Peter Hujar, con i suoi scatti visionari, notturni e strazianti, riesce a rappresentare il lato non familiare del queer, la stanchezza, i cuori spezzati, l’illusione, il destino di morte che ci riguarda tutti, in un’elegia di dissoluzione, esemplificata dalle sue tre sagome nude e lontane, isolate su una parete enorme.

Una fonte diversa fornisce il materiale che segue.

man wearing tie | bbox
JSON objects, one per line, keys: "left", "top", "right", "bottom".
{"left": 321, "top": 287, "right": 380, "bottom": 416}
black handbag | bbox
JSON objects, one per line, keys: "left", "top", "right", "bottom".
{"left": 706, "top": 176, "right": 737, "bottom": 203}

Più carnale ed edonista la poetica di Mark Morrisroe. Con borchie, trucchi in stile Jordan, colori e posture alla Liquid Sky, capelli decolorati, mirror-shades a goccia, Morrisroe ufficializza lo sposalizio incestuoso fra il transgenderismo camp e l’estetica punk, figlia una dell’altro. Negli anni Settanta, Morrisroe collabora con Lynette White per la produzione della fanzine Dirt – di cui alcune pagine sono esposte alla Palazzina dei Giardini – in cui inventa pettegolezzi sui punk, i travestiti e le groupie della scena di Boston. Mark Morrisroe, adolescente scappato di casa, mantenutosi con la prostituzione, sopravvissuto a diciassette anni al colpo di pistola di un cliente insoddisfatto, artisticamente matura presto. Non teme nulla, si muove in bilico fra la pornografia, la stereotipia BDSM, l’estetica del cadavere e un pericoloso avvicinamento ai suoi soggetti, che va a fondo, oltre le superfici della loro nudità e impudicizia. Morrisroe sperimenta con cianotipi tribali, collage, polaroid, ingrandimenti di doppi negativi sovrapposti che danno come risultato delle cromie sature e polverose in stile Saudek. Mark Morrisroe canta la metropoli, la vita notturna, il feticismo degli abiti e degli accessori, la precarietà della bellezza, l’animalità, la favolosissima ieraticità della maschera, il divismo della gente dimenticata, la plasticità delle anatomie, la gioia e la bellezza del sesso.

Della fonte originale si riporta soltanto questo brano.